Tidak ada yang istimewa dengan rombongan kesenian rakyat itu. Sebagaimana kesenian rakyat yang biasanya ada di berbagai daerah. Mereka hanyalah sekelompok seniman kampung yang menjalani takdir hidupnya untuk memberikan hiburan rakyat dari satu desa ke desa yang lain. Sekelompok orang yang karena pekerjaannya ini dipandang kurang baik di mata masyarakat. Adapun hal yang membuat rombongan ronggeng ini dikenal lebih oleh warga Desa Kendalsari adalah karena ada seorang pemuda Desa Kendalsari yang mengikuti rombongan ronggeng itu, ia adalah Raswadi, telah beberapa bulan mengikuti rombongan itu, ke mana rombongan bergerak ke sanalah ia ikut. Seperti seseorang yang mengikuti harapannya. Orang-orang mengatakan bahwa ia menaruh hati pada seorang ronggeng. Dia rela berkeliling mengikuti ke mana pun rombongan itu bergerak, sebenarnya karena ia mengikuti seorang ronggeng yang bernama
Desas-desus yang terus berkembang, tersebar dari mulut ke mulut, desas-desus menjadi kabar burung yang semakin lama menjadi buah bibir, menjadi topik pembicaraan yang menambah nikmat panasnya kopi hitam dan pisang goreng, ditambah dengan hisapan klobot kegemaran para lelaki desa yang bergerombol di warung-warung kopi. Orang-orang semakin asyik bergunjing mengenai perilaku Raswadi itu, dan setiap obrolan di warung kopi, mereka selalu mengaitkan Raswadi dengan sebuah nama, yang adalah salah seorang ronggeng dalam rombongan itu.

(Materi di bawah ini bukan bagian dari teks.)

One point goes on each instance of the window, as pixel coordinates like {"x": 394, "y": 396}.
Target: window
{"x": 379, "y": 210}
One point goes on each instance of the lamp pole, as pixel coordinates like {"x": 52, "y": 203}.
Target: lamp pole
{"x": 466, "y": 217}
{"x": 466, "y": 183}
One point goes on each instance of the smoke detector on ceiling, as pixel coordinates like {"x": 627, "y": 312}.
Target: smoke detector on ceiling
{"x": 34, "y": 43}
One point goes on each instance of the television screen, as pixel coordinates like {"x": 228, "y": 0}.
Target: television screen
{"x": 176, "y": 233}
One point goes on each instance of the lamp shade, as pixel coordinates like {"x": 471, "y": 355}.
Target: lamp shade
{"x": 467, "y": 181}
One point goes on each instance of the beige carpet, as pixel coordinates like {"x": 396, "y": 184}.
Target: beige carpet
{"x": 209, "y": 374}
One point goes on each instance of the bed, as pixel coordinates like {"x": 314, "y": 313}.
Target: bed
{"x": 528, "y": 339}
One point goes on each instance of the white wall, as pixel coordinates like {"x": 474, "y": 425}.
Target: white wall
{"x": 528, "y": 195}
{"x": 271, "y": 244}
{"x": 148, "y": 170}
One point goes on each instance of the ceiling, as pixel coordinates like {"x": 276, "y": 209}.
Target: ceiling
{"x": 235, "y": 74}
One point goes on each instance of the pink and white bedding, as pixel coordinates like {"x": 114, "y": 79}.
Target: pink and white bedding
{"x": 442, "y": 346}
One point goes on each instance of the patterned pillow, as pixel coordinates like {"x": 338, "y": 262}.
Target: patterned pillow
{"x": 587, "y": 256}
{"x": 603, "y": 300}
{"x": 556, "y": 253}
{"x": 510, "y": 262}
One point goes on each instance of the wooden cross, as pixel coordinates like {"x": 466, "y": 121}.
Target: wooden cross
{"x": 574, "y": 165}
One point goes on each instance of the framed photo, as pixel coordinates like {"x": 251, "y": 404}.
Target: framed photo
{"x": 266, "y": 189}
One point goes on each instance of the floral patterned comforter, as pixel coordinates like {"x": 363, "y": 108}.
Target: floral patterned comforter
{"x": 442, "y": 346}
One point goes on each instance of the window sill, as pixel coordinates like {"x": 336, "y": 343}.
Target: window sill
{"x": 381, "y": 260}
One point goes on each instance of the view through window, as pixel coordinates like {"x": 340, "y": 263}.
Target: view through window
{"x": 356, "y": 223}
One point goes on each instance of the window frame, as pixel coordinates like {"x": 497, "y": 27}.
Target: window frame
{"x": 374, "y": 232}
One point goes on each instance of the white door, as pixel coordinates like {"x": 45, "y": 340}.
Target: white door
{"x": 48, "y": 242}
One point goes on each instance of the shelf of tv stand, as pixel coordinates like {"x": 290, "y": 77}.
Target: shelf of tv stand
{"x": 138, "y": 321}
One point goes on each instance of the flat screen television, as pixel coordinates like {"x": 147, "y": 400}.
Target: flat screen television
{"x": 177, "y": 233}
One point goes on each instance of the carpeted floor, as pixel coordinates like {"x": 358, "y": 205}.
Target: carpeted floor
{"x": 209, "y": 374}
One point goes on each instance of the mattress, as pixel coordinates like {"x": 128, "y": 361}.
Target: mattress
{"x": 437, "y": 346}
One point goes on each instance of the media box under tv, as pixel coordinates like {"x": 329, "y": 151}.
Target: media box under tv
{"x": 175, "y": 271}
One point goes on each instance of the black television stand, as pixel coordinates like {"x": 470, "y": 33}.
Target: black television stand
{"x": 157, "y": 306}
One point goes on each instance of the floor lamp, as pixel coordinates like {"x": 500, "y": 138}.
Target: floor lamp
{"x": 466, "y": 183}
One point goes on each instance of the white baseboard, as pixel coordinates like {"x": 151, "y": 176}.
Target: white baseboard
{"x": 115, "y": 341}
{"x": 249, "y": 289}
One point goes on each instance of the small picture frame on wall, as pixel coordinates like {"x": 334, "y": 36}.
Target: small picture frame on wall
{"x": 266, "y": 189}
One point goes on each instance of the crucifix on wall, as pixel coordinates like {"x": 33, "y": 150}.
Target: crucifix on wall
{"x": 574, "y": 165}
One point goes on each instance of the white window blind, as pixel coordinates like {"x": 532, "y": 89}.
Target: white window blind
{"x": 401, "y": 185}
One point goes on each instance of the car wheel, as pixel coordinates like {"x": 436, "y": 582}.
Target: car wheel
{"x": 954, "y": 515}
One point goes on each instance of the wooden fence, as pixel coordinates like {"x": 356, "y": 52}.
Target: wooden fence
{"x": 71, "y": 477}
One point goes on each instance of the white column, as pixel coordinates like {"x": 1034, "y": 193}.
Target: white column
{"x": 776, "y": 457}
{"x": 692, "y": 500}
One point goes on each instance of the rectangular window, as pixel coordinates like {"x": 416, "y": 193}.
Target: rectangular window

Tentu saja warga desa menyimpan pikiran miring mengenai hal ini. Seorang lelaki baik-baik tidak akan mau mengikuti rombongan kesenian ronggeng yang sangat dekat dengan berbagai hal negatif. Tetapi semua omongan atau isu-isu miring yang terdengar ke telinganya ia abaikan begitu saja. Raswad tidak peduli dengan semua yang dibicarakan orang-orang desa. Dia sedang dalam posisi hanya ingin melakukan apa yang menyenangkan baginya. Masa muda yang penuh gairah, mengikuti rombongan ronggeng yang berpindah-pindah seakan membangkitkan gairahnya saat dia dulu mengikuti tentara PETA. Dunia petualangan yang membuat darahnya bergejolak penuh semangat untuk menjawabi tantangan.
Orang-orang desa sebelumnya telah mengenal Raswadi sebagai seorang pemuda yang berani dan juga terhormat. Bahwa ia pernah bergabung dengan tentara PETA dan satu-satunya prajurit yang berhasil selamat di peristiwa penyergapan oleh Belanda, hal itu merupakan suatu yang luar biasa. Orang-orang beranggapan bahwa ia pemuda bertuah yang dijaga oleh kekuatan gaib yang hidup di zaman dulu. Menunjukkan bahwa Raswadi memiliki kelebihan yang membuatnya disegani oleh warga desa. Ditambah lagi dengan pendidikan yang cukup tinggi, warga desa memandangnya sebagai seorang pemuda yang terpelajar, sangat berbeda dengan kebanyakan pemuda desa yang bodoh dan buta huruf. Namun apa yang dilakukannya dengan mengikuti rombongan ronggeng itu membuat namanya tercemar.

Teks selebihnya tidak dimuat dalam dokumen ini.